La ciudad de Filadelfia no estaba preparada para recibir tantos “inmigrantes», se le llenaron los cuartos de agua y no sabían qué hacer con tantos puertorriqueños, tampoco sabían que estos mismo, también eran ciudadanos estadounidenses. Esto fue un “reality check” para muchos boricuas que llegaban por primera vez a los Estados Unidos. Sin embargo, el trato que recibieron los ciudadanos estadounidenses que “emigraron” a nuestra ciudad en el 2005 por los estragos del huracán Katrina en New Orleans, fue muy diferente.
Esta situación despertó la conciencia de todos los líderes latinos de la ciudad y el llamado no se hizo esperar. Comenzaron las reuniones y las colectas de dinero, de comida, de agua, de todo lo esencial y necesario para enviarlo en furgones a Puerto Rico. Así se creó Unidos Pa’ PR, que agrupó todas las agencias comunales latinas y los políticos electos. Lo que se experimentó en aquel entonces fue maravilloso, todos dejamos a un lado las diferencias políticas y étnicas, para unirnos en un mismo sentir, en un mismo espíritu. Se colectaron casi medio millón de dólares con lo cual se cubrieron los gastos de envío de furgones y se ayudó a cantidad de proyectos comunitarios en Puerto Rico. La comunidad puertorriqueña y latinoamericana demostró un elevado sentido de solidaridad y apoyo para la Isla del Encanto.
Esto nos lleva a considerar las lecciones que nos dejaron los vientos de María. Primero y primordial, los damnificados mostraron un nivel de resiliencia impresionante. La resiliencia del ser humano en situaciones extremas da paso a impresionantes acciones de filantropía. Así mismo, el sentido de unidad que mostraron los líderes y agencias nuestras fue excepcional. Que hermoso sería que retomemos ese espíritu de unidad para potenciar a nuestras comunidades migrantes que son víctimas de vientos políticos, a veces peores que los vientos de un huracán.
La comunidad latina fue la heroína de este esfuerzo colectivo. Se lanzaron a la calle, recaudaron dinero, hicieron cocinas comunitarias, reunieron ropa de invierno, abrieron sus casas y le dieron albergue aún a desconocidos. Esa muestra de solidaridad comunitaria mostró el potencial que tenemos para convertir las adversidades en posibilidades. Debemos mantener en la memoria la experiencia de María, pues aún nos queda mucho por andar. Deberíamos sentarnos como las comunidades originarias y hacer un “Pow Wow” para celebrar y reflexionar en lo que nos toca y nos queda por hacer.

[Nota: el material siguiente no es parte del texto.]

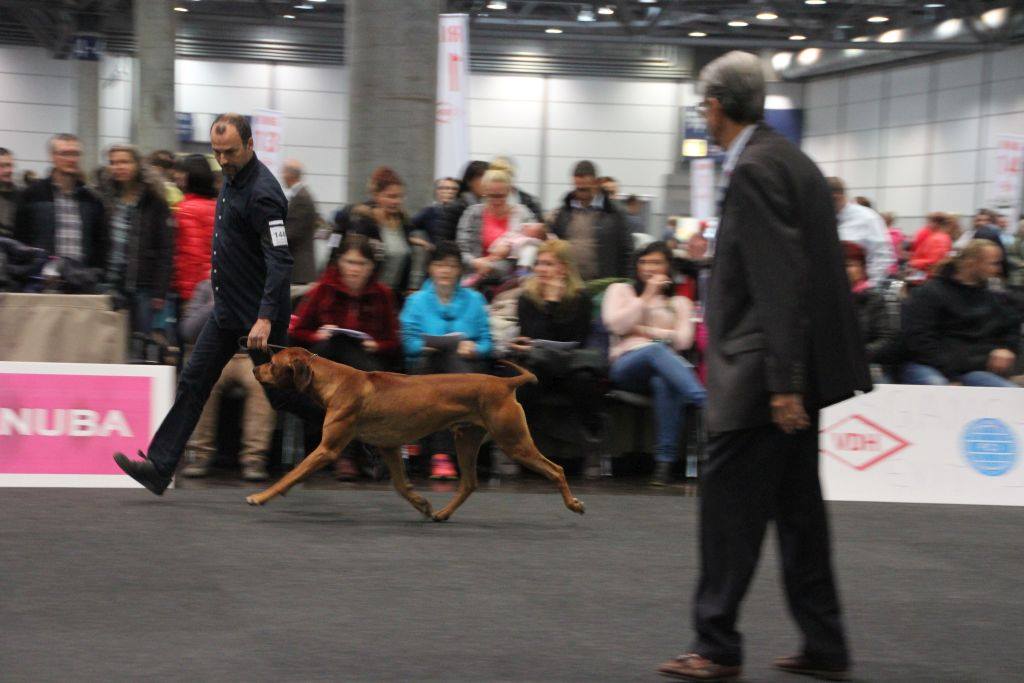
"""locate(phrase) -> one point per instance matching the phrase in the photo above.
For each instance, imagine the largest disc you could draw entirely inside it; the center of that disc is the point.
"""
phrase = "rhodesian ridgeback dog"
(387, 410)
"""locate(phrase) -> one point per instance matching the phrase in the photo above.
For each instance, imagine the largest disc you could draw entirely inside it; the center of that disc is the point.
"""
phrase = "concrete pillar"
(391, 51)
(87, 124)
(153, 114)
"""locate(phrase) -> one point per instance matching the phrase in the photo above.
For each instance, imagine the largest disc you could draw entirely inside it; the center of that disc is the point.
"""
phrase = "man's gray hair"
(737, 81)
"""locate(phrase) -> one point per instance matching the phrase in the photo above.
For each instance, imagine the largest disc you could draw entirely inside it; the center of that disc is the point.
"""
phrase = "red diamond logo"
(858, 442)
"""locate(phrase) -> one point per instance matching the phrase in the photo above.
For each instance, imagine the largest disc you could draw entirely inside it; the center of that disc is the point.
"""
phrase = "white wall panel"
(821, 92)
(960, 72)
(620, 118)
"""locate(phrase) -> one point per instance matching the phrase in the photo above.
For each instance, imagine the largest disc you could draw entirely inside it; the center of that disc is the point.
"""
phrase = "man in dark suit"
(782, 344)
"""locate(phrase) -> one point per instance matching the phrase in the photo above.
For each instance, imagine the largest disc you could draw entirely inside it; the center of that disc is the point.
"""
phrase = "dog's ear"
(301, 375)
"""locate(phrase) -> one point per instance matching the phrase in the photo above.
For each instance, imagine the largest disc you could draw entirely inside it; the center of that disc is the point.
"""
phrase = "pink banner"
(71, 424)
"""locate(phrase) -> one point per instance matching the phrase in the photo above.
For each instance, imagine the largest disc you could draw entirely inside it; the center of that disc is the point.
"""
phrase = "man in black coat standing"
(251, 272)
(782, 344)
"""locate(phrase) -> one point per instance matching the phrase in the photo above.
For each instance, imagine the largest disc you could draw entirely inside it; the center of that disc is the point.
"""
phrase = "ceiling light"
(809, 56)
(994, 18)
(781, 60)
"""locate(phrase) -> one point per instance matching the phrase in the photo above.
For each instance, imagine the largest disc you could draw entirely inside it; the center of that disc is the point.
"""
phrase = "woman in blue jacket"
(444, 329)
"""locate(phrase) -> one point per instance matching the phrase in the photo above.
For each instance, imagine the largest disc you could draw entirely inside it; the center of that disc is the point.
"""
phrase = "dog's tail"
(524, 376)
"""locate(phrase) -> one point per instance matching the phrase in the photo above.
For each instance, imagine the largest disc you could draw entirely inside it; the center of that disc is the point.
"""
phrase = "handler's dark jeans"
(213, 349)
(752, 476)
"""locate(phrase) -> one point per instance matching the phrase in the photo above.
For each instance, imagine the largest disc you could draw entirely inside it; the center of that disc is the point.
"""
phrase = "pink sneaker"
(441, 467)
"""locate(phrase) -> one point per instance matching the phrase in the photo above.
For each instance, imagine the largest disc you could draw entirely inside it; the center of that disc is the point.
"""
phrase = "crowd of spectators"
(576, 294)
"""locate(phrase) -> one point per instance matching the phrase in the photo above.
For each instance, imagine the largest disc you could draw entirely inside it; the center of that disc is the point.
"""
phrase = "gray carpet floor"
(354, 586)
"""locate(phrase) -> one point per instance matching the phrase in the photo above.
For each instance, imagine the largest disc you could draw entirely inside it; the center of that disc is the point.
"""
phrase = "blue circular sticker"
(990, 446)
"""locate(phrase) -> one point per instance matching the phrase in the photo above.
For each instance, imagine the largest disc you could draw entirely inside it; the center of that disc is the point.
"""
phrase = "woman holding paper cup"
(649, 326)
(444, 329)
(554, 314)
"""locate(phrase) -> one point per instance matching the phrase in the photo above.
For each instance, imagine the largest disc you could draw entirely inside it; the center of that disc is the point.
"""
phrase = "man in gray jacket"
(301, 223)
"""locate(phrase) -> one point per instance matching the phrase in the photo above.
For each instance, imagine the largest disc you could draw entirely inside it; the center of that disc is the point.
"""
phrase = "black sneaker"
(143, 471)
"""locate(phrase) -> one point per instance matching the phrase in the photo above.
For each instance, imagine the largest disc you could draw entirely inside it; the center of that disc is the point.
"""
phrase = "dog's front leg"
(336, 437)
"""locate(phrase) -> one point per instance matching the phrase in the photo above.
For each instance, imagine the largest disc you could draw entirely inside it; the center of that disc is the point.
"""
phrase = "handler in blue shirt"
(251, 272)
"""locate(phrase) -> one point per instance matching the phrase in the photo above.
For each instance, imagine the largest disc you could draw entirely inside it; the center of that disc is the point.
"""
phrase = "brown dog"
(387, 410)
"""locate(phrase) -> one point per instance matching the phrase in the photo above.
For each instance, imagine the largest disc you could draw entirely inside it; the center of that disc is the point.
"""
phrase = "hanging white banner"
(452, 120)
(1006, 195)
(268, 129)
(702, 188)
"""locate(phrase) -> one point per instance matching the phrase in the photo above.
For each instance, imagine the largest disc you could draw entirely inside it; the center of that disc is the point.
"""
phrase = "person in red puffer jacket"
(349, 317)
(195, 215)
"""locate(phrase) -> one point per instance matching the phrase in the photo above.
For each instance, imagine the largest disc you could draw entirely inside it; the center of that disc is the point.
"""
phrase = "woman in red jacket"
(349, 317)
(195, 216)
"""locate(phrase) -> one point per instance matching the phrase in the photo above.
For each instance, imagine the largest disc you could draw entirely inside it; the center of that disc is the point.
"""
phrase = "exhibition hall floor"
(349, 583)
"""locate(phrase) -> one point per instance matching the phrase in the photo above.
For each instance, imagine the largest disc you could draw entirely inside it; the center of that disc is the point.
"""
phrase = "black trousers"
(752, 476)
(213, 349)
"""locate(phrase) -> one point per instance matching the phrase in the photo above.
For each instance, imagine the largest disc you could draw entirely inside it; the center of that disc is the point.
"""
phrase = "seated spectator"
(877, 327)
(195, 218)
(649, 327)
(8, 194)
(554, 306)
(162, 161)
(862, 225)
(301, 223)
(349, 317)
(517, 195)
(935, 245)
(444, 329)
(494, 236)
(958, 330)
(383, 220)
(428, 220)
(59, 214)
(595, 226)
(141, 244)
(470, 193)
(258, 417)
(1016, 256)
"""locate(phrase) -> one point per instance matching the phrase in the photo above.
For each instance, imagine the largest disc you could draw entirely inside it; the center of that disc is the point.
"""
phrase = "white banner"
(268, 130)
(925, 444)
(1006, 194)
(452, 120)
(702, 188)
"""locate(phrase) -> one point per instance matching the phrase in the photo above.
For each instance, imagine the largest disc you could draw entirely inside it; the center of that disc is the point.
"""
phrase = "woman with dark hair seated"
(649, 327)
(444, 329)
(555, 307)
(349, 317)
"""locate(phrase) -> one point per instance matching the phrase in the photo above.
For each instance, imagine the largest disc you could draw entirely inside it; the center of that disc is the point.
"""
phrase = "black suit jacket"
(780, 316)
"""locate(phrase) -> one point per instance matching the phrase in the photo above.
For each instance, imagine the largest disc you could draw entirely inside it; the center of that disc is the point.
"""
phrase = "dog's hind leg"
(336, 437)
(467, 446)
(507, 424)
(392, 458)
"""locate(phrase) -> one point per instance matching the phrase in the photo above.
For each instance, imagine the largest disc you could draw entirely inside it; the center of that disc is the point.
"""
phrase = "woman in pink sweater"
(648, 328)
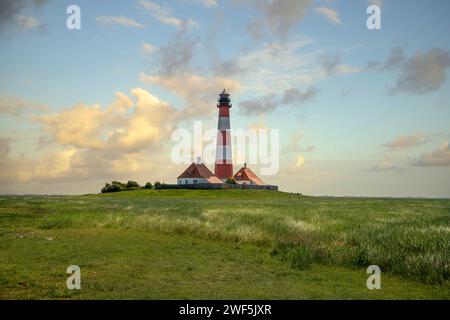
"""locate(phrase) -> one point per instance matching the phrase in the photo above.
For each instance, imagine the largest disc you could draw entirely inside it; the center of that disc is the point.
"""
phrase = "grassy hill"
(190, 244)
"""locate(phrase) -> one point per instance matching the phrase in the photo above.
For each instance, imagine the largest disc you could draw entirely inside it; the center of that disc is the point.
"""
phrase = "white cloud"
(27, 22)
(148, 48)
(121, 21)
(406, 141)
(198, 92)
(163, 15)
(329, 14)
(437, 158)
(207, 3)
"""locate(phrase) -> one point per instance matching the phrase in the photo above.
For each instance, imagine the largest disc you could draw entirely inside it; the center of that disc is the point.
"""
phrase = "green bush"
(117, 186)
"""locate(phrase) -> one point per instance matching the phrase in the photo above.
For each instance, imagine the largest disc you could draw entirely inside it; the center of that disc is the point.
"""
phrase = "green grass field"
(224, 244)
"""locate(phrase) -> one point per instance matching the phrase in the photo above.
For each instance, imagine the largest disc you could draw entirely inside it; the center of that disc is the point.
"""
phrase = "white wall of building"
(191, 180)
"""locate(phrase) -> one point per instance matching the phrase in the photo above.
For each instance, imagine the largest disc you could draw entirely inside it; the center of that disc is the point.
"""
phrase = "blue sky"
(362, 123)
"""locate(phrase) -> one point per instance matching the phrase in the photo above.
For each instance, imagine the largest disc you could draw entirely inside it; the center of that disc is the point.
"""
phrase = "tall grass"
(408, 237)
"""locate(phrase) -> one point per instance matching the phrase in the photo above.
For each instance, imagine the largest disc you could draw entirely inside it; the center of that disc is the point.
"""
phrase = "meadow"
(186, 244)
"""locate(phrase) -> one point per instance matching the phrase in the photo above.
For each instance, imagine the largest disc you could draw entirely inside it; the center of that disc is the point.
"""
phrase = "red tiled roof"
(245, 174)
(196, 170)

Nuestra ciudad aumentó su demografía, los latinos y latinas fuimos los que producimos este aumento demográfico. El huracán María nos motivó a hacer la diferencia hace cuatro años atrás. Sería muy triste esperar que otro azote como el de María nos haga reaccionar para exigir los cambios que necesitamos en nuestra comunidad hispana. Tenemos el potencial y lo demostramos, solo que tenemos que ser más consistentes en asumir el rol histórico que nos toca. Tomen nota los políticos electos y los que serán electos, sin la comunidad cualquier acción política es solo un intento politiquero que solo procura exaltar al político.
Es imposible remembrar ese momento y no se asome una lagrima fugitiva; de dolor, resilencia y amor. Como olvidar! Estos recuerdos se empañan cuando llegan otros momentos de desilución e impotencia. Un pueblo sediento vio como la tiranía, inconciencia e inmoralidad de algunos líderes ocultaron artículos de agua, comida, ropa entre otros. Aunque se pasó factura y el pueblo se desbordó en coraje, espero que Dios tome control en la balanza de la vida.